My alarm interrupted me in the middle of a dream, and the usually happy event of hearing The Clash (my alarm sound) and the warm wet dog kisses that greet me to tell me it's time to give up the wonderful, cozy covers I'm under, managed to only make me want to pretend it was Saturday and stay in bed.  I stumbled groggily to the living room and the first thing I said to my husband was negative, something about hating it when I get woken up in the middle of a dream because it makes me feel extra tired all day. 

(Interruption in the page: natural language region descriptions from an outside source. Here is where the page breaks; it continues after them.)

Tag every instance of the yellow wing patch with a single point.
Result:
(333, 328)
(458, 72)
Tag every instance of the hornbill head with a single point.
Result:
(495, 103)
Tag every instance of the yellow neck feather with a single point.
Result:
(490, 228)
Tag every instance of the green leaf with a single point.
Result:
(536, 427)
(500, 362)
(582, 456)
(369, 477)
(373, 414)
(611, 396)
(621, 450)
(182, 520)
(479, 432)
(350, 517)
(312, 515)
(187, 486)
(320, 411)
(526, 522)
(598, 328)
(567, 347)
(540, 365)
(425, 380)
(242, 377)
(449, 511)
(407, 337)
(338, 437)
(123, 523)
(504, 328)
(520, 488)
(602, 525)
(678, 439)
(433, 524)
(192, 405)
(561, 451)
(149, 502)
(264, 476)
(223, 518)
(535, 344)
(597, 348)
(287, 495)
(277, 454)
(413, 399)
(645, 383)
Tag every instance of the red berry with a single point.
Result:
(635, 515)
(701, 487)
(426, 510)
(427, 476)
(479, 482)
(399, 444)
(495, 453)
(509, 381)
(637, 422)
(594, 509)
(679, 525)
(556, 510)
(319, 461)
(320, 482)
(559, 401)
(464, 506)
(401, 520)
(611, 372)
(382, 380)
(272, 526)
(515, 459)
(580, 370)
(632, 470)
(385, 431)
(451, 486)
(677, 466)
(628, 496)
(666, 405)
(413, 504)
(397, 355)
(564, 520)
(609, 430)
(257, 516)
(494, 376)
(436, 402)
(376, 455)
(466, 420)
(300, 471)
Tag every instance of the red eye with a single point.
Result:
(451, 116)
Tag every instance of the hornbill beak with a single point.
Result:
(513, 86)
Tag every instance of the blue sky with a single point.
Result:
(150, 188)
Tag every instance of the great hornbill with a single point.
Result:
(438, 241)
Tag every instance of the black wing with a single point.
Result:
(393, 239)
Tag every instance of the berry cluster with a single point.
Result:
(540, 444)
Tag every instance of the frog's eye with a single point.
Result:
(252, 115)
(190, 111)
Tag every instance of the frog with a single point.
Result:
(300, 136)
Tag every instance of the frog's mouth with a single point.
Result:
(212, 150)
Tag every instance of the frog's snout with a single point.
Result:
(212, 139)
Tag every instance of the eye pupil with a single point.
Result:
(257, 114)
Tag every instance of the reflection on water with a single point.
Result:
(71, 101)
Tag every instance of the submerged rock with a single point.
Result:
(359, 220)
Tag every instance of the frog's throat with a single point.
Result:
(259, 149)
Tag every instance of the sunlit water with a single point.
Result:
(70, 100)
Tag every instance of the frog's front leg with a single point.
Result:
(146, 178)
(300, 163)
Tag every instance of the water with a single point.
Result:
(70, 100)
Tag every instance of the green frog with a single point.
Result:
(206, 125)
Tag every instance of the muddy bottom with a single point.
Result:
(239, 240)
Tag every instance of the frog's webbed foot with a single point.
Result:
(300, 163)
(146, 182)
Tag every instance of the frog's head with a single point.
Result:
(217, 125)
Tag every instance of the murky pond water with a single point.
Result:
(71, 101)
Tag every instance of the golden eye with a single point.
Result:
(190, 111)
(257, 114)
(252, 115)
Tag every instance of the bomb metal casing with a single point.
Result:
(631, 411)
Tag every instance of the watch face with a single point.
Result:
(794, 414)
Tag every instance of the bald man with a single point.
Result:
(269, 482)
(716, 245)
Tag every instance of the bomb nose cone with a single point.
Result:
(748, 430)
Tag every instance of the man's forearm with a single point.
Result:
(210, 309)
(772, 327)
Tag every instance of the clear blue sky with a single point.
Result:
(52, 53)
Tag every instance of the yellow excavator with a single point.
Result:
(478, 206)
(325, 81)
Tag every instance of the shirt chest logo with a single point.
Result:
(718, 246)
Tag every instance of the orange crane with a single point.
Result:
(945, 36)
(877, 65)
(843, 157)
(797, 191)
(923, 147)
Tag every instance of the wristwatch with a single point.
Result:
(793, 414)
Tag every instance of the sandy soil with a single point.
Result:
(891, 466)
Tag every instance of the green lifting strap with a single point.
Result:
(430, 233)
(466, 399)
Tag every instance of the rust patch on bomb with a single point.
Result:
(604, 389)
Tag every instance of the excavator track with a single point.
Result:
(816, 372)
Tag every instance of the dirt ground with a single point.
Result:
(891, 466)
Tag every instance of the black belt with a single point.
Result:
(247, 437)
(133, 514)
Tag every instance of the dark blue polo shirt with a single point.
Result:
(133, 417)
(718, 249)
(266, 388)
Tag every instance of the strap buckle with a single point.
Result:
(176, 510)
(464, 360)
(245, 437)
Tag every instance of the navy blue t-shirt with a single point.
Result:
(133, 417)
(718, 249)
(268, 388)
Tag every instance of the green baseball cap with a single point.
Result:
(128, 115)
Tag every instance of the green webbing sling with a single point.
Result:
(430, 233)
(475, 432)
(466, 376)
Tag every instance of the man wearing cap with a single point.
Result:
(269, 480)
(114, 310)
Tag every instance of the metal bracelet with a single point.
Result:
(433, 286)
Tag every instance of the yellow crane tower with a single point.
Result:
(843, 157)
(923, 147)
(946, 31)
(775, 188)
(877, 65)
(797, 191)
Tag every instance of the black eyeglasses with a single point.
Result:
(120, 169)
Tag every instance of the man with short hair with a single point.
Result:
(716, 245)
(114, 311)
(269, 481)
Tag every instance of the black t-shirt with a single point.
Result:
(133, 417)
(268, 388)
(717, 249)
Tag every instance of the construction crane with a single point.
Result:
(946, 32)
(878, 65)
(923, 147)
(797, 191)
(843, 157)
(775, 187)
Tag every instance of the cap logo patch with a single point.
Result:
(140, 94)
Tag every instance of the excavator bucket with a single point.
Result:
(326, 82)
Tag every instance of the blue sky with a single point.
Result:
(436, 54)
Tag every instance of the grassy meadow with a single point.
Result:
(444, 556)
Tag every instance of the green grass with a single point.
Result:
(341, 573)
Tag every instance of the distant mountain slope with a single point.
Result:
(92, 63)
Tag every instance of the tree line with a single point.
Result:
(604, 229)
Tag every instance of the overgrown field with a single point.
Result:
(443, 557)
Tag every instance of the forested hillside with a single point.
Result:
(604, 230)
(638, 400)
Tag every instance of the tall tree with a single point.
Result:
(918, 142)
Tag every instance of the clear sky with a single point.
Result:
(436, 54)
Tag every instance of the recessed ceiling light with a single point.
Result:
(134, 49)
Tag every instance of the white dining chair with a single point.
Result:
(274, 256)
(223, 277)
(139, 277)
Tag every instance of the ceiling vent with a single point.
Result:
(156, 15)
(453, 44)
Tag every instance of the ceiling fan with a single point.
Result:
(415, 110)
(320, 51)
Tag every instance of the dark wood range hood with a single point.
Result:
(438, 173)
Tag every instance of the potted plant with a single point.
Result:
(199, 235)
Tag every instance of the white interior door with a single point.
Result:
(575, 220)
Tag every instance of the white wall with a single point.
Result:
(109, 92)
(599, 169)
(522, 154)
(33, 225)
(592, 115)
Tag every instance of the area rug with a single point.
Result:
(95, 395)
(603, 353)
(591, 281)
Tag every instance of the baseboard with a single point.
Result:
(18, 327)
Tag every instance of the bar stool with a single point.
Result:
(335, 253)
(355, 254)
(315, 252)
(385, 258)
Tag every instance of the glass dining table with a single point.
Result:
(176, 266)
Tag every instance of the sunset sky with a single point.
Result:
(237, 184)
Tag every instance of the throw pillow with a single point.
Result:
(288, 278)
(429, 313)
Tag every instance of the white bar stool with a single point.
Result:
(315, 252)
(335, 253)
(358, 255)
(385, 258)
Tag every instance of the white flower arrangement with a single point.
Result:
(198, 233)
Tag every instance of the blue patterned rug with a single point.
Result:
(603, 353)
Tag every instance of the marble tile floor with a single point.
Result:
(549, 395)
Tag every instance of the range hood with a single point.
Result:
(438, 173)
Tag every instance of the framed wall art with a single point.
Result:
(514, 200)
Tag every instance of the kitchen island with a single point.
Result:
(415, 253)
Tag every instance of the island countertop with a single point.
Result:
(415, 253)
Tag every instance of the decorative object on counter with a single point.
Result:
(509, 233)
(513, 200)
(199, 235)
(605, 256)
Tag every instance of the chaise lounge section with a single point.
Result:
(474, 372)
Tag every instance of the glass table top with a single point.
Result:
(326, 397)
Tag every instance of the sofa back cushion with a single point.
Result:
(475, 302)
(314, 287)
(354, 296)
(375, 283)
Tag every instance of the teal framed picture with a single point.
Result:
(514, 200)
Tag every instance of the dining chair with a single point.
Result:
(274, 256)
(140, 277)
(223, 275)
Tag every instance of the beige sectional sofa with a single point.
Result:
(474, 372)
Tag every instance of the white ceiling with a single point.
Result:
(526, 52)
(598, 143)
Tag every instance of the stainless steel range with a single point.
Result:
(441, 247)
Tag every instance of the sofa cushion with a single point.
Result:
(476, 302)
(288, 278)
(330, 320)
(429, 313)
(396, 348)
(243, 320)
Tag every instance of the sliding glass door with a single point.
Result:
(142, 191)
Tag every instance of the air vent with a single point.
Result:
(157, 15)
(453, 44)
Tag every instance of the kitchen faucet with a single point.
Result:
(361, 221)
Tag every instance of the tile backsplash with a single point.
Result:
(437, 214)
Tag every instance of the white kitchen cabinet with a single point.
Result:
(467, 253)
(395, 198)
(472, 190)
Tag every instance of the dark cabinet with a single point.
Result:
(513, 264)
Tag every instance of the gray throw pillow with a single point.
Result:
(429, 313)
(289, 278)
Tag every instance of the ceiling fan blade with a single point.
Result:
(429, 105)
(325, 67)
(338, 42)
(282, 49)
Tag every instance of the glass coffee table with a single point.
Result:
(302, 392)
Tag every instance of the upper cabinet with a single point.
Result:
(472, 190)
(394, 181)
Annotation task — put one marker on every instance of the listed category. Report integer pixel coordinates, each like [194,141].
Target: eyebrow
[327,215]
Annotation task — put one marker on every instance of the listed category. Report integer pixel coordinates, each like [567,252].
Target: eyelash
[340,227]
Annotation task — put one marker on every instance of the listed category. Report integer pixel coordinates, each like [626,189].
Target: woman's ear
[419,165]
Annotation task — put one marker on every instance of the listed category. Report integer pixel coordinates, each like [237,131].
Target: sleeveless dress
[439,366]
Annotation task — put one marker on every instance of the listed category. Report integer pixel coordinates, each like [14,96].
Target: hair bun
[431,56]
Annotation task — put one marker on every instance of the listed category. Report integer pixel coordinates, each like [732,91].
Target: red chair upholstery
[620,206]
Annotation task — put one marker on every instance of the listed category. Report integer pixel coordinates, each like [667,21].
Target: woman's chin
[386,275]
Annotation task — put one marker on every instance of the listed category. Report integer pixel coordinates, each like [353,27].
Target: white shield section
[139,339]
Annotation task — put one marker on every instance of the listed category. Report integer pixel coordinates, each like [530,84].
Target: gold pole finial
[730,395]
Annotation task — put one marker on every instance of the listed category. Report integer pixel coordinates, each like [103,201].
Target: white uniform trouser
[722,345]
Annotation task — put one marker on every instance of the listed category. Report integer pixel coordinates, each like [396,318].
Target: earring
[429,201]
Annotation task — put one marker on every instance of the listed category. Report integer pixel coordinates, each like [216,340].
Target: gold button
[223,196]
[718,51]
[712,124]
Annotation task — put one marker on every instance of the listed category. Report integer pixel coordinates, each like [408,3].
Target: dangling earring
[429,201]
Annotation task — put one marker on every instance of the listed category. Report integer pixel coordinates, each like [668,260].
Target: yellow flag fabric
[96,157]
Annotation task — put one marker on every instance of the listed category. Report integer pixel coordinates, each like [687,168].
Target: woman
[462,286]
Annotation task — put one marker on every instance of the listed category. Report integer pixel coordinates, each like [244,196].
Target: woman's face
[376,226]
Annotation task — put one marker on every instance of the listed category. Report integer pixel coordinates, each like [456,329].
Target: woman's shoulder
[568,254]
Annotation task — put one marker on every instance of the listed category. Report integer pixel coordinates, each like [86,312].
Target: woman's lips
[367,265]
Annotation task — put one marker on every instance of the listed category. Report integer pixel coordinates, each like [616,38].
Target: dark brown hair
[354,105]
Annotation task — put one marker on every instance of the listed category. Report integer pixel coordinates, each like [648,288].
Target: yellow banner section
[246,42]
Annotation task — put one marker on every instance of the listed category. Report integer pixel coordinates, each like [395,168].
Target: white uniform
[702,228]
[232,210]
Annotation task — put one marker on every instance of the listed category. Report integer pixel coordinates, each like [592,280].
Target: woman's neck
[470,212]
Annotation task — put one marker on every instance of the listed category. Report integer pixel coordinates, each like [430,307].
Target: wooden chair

The dog managed to add to my stress, making me trapse around outside at 5:20 am( so dark out)  for 40 minutes only to refuse to relieve himself.  He's quite stubborn when it comes to that.  This all made me too late to get ready for work, so I ran around getting the kids ready, fixing breakfasts and lunches and triple repeating myself "Brush your teeth!" while running around like a maniac.  Kids made the bus, I jet back home to try and give the dog one last chance at going, he instead finds a lovely sample of some other doggy's poo to sample.  This, after just a couple weeks ago he got such a bad stomach from poo-eating that I ended up cleaning up his doggy-mess all over my stairs for 3 days straight!  By the time I left for work, traffic was terrible, and I was running late, still not having done anything with my messy hair.  I finally gave up the fight and bought some of my favorite vice:
I decided that, since I was in such a foul mood and I know food won't help it, drinking a few calorie-free drinks with caffeine would help.  I have cut way back on my consumption of Diet Coke in recent weeks, so this really really feels like a treat!  And, I was thinking that, while it's great to work on eliminating it eventually, maybe trying to quit it cold-turkey when I'm also cutting back sweets and carbs is setting myself up for a harder time than I need.  I am well aware of the controversy of many of the ingredients and that it is just generally not good for me, but for now, for days like this, it's a hell of a lot better for me than a family sized bag of Kit Kats.  I consider it a major victory that I didn't let my stress drive me to eating trash.  I consider it one more tool I can use when needed, but I don't plan on letting it become a crutch.
So, now on my lunch break, I have less than four hours left in my work day, and I intend on making them positive.  It is Friday afterall.  Sponsored by Diet Coke, I think it might just rock!